Confidence intervals for proportions

Last week, we talked about confidence intervals for means coming from numerical data. Today, we'll do something quite similarfor proportions that arise from categorical data.

Like, last Wednesday's presentation, this is related to sections 5.1 and 5.2 of our text but follows that even more closely.

Sample proportions

Suppose we take a random sample of 100 North Carolinians and check whether they are left handed or right handed. If 13 of them are left handed, we would say that the proportion of them who are left handed is $13\%$. That $13\%$ is a sample proportion $\hat{p}$ that estimates the population proportion $p$.

Note that a proportion is a numerical quantity, even though the data is categorical. Thus, we can compute confidence intervals in a very similar way. Just as with sample means, the sampling process leads to a random variable and, if certain assumptions are met, then we can expect that random variable to be normally distributed.

Standard deviation for a proportion

One notable computational difference between finding confidence intervals for propritions as compared to those for means is how we find the underlying standard deviation. For numerical data, we simply estimate the population standard deviation with standard deviation for the sample. For a sample proportion, if we identify success (being left handed, for example) with a $1$ and failure as a $0$, then (as we know from our discussion of the binomial distribution) the resulting standard deviation is

$$\sigma = \sqrt{p(1-p)}.$$

It follows that the standard error is

$$SE = \frac{\sigma}{\sqrt{n}} = \sqrt{\frac{p(1-p)}{n}}.$$

Example

Suppose we draw a random sample of 132 people and find that 16 of them have blue eyes. Use this data to write down a $95\%$ confidence interval for the proportion of people with blue eyes.

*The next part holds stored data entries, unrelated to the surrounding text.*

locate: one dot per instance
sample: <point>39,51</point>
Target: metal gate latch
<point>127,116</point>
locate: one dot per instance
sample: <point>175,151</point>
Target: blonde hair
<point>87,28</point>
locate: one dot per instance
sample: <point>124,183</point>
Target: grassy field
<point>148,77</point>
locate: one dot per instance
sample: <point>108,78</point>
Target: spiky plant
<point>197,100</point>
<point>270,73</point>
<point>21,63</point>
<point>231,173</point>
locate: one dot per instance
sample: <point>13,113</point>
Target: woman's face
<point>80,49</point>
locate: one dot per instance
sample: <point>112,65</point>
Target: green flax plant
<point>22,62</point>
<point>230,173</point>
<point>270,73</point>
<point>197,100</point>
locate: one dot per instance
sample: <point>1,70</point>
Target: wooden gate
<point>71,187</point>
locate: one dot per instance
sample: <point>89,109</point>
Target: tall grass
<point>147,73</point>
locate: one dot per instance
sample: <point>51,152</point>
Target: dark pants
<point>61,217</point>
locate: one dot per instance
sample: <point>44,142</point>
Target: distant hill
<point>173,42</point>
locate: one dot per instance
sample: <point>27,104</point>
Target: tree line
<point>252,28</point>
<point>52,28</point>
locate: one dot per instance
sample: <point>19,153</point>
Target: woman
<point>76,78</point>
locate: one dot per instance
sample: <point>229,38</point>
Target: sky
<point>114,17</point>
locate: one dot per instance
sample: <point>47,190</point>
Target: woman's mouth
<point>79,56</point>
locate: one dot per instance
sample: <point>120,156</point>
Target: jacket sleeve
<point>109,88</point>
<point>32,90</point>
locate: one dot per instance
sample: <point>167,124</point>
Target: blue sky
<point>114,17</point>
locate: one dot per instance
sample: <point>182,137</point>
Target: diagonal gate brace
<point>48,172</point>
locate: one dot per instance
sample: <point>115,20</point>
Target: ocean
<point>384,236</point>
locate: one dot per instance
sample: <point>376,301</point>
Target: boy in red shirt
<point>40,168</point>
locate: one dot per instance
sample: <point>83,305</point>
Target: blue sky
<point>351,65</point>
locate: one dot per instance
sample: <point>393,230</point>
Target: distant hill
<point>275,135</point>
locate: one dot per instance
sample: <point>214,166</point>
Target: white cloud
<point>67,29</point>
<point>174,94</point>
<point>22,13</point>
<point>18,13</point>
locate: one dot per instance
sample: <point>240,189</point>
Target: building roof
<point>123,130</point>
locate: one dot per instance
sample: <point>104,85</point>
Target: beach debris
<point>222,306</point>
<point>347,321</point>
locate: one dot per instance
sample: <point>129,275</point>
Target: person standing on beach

Solution: We have $\hat{p}=16/132 \approx 0.1212$ and

$$SE(\hat{p}) = \sqrt{(16/132)\times(116/132)/132} \approx 0.02840718.$$

Thus, our confidence interval is

$$0.1212 \pm 2\times0.0284 = [0.0644, 0.178].$$

More on margin of error

If you read the details of political surveys, you're likely to come across the term "margin of error" at some point. Five Thirty Eight, for example, maintains a running Trump approval rating page. The page also points to poll details for a slew of polls. Check out the first one, namely the Gallup poll. There, we read "Daily results are based on telephone interviews with approximately 1,400 national adults; Margin of error is $\pm 3$ percentage points". What does that mean?

Definition

When we write a confidence interval as $$s \pm z^* \times SE,$$ Then, $z^* \times SE$ is the margin of error. Geometrically, it's the distance that the interval extends in either direction from the measured statistic $s$.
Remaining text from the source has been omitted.